The annual Sexually Transmitted Disease Surveillance Report, released October 8 by the Centers for Disease Control and Prevention (CDC), shows that from 2017 to 2018, there were increases in the three most common sexually transmitted diseases (STDs).
The number of reported cases of gonorrhea increased 5% to more than 580,000 cases – the highest number reported since 1991.
Chlamydia increased by 3% to more than 1.7 million cases – the most ever reported to the CDC.
There were more than 115,000 syphilis cases, with the number of primary and secondary syphilis cases increased by 14% to more than 35,000 cases – the highest number reported since 1991.
Syphilis passed from a mother to her baby, called congenital syphilis, increased by 40% to more than 1,300 cases. The number of newborn deaths related to congenital syphilis increased 22% from 77 to 94 deaths.
On October 9, the Pennsylvania Department of Health (PADOH) issued a health alert due to “Historic Increase in Reported Congenital Syphilis.” The 7 congenital syphilis cases reported in the state (excluding Philadelphia) in 2018 was the highest number in more than 24 years, and there have been 5 reported cases in 2019 so far.

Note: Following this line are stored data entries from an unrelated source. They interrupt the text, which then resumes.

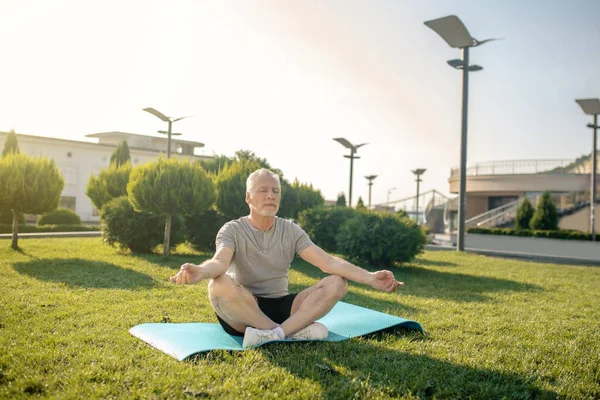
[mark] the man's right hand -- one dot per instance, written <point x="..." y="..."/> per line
<point x="189" y="273"/>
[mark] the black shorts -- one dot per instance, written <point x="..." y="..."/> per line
<point x="277" y="308"/>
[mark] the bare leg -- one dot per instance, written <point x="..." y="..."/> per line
<point x="314" y="302"/>
<point x="236" y="305"/>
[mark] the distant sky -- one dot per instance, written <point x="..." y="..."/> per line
<point x="282" y="78"/>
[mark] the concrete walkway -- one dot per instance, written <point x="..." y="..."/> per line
<point x="542" y="258"/>
<point x="431" y="247"/>
<point x="43" y="235"/>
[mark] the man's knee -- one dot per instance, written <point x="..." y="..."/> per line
<point x="222" y="286"/>
<point x="338" y="285"/>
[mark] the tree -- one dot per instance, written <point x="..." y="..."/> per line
<point x="121" y="155"/>
<point x="290" y="202"/>
<point x="401" y="213"/>
<point x="524" y="214"/>
<point x="216" y="164"/>
<point x="309" y="196"/>
<point x="109" y="184"/>
<point x="298" y="197"/>
<point x="11" y="145"/>
<point x="169" y="186"/>
<point x="231" y="188"/>
<point x="546" y="215"/>
<point x="249" y="156"/>
<point x="360" y="204"/>
<point x="28" y="185"/>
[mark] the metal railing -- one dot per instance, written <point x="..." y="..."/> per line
<point x="513" y="167"/>
<point x="508" y="212"/>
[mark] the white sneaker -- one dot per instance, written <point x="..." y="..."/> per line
<point x="255" y="337"/>
<point x="315" y="331"/>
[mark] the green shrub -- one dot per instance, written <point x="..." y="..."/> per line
<point x="380" y="239"/>
<point x="109" y="184"/>
<point x="60" y="216"/>
<point x="231" y="188"/>
<point x="524" y="215"/>
<point x="6" y="217"/>
<point x="546" y="215"/>
<point x="140" y="232"/>
<point x="323" y="224"/>
<point x="201" y="230"/>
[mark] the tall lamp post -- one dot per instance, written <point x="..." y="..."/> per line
<point x="169" y="133"/>
<point x="592" y="107"/>
<point x="454" y="32"/>
<point x="352" y="157"/>
<point x="370" y="178"/>
<point x="418" y="172"/>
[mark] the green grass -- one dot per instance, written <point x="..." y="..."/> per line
<point x="494" y="328"/>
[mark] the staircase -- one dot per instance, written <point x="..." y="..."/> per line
<point x="504" y="216"/>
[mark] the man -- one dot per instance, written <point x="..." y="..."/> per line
<point x="248" y="274"/>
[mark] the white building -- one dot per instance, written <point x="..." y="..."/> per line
<point x="77" y="160"/>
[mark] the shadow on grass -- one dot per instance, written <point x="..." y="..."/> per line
<point x="424" y="282"/>
<point x="433" y="263"/>
<point x="358" y="369"/>
<point x="84" y="273"/>
<point x="174" y="261"/>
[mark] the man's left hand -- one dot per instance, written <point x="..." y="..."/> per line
<point x="384" y="280"/>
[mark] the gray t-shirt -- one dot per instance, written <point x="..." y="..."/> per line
<point x="261" y="260"/>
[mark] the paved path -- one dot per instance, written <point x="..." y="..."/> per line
<point x="524" y="256"/>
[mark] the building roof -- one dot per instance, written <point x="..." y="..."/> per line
<point x="126" y="134"/>
<point x="111" y="146"/>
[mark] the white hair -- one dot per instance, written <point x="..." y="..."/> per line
<point x="253" y="177"/>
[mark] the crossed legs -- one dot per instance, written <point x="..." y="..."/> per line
<point x="235" y="304"/>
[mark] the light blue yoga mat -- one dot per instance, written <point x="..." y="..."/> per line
<point x="183" y="340"/>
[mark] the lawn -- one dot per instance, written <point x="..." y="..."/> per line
<point x="494" y="328"/>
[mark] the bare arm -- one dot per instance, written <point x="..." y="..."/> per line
<point x="382" y="280"/>
<point x="209" y="269"/>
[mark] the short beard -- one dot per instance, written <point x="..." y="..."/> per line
<point x="268" y="213"/>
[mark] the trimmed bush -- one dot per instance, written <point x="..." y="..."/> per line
<point x="201" y="230"/>
<point x="524" y="214"/>
<point x="109" y="184"/>
<point x="6" y="217"/>
<point x="380" y="239"/>
<point x="323" y="224"/>
<point x="231" y="188"/>
<point x="546" y="215"/>
<point x="60" y="216"/>
<point x="138" y="231"/>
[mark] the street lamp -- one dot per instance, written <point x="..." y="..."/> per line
<point x="388" y="200"/>
<point x="454" y="32"/>
<point x="162" y="117"/>
<point x="352" y="157"/>
<point x="370" y="179"/>
<point x="418" y="172"/>
<point x="592" y="107"/>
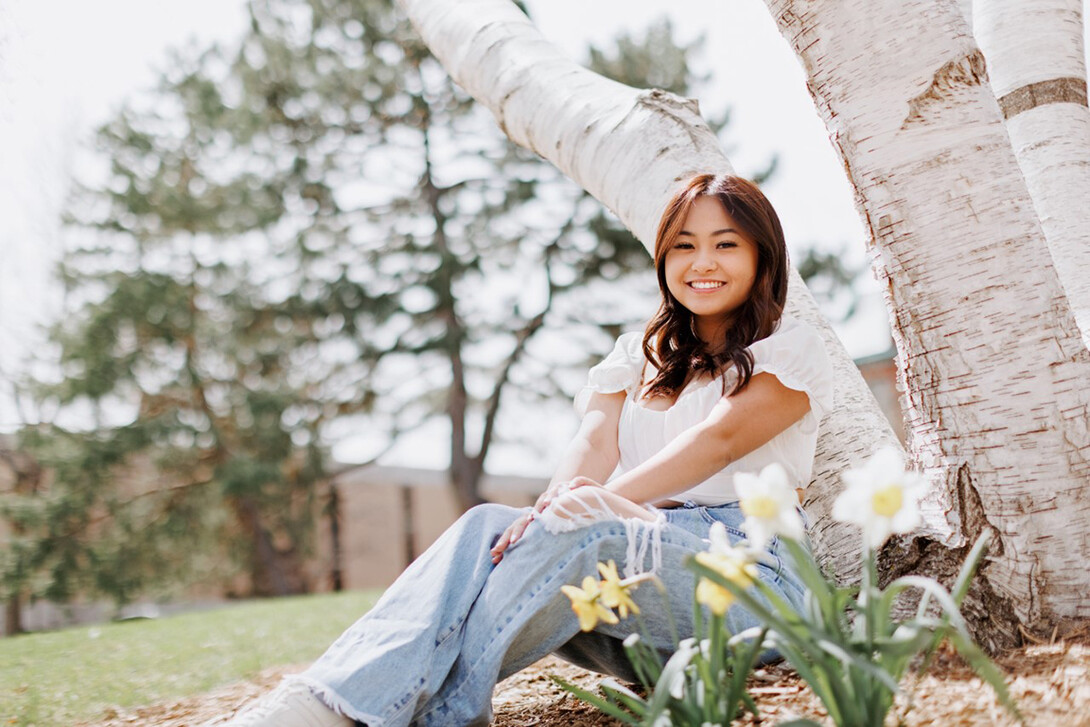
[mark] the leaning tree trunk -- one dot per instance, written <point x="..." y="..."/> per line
<point x="1037" y="69"/>
<point x="996" y="374"/>
<point x="631" y="149"/>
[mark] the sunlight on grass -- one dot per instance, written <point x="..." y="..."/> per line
<point x="60" y="677"/>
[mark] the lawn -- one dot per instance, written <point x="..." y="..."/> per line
<point x="60" y="677"/>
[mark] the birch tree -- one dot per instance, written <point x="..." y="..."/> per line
<point x="1037" y="70"/>
<point x="995" y="371"/>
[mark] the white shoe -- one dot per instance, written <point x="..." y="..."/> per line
<point x="291" y="704"/>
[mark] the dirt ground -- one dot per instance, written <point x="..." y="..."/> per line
<point x="1051" y="683"/>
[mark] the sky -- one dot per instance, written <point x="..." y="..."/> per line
<point x="65" y="67"/>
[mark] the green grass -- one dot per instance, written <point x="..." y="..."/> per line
<point x="61" y="677"/>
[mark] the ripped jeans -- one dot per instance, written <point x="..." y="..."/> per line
<point x="452" y="625"/>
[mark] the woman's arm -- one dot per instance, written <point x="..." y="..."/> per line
<point x="736" y="426"/>
<point x="592" y="453"/>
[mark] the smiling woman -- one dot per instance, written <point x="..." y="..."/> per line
<point x="485" y="600"/>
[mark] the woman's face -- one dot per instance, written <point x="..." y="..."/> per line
<point x="711" y="267"/>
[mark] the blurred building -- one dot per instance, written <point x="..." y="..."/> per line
<point x="388" y="516"/>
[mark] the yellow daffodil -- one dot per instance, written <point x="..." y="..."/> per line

Additionally, primary syphilis in women of child bearing age in PA (excluding Philadelphia) increased 47% from 87 cases in 2017 to 128 cases in 2018, also the highest number in more than two decades.
“We are seeing the highest number of sexually transmitted congenital syphilis cases in nearly 25 years in PA,” said Dr. Alan Peterson, board member of the Partnership for Public Health. “Prenatal patients should be checked twice during their pregnancy and again at delivery of a child or a stillborn. Sexually active females of child bearing age should also be tested for STDs, even if not pregnant.”
The CDC attributes the nationwide increase in STDs to drug use and poverty, decreased condom use, and cuts to state and local STD programs. These factors reduce access to STD prevention and care.
To protect yourself, make sure to practice safe sex, limit the number of sexual partners, and get tested for STDs regularly.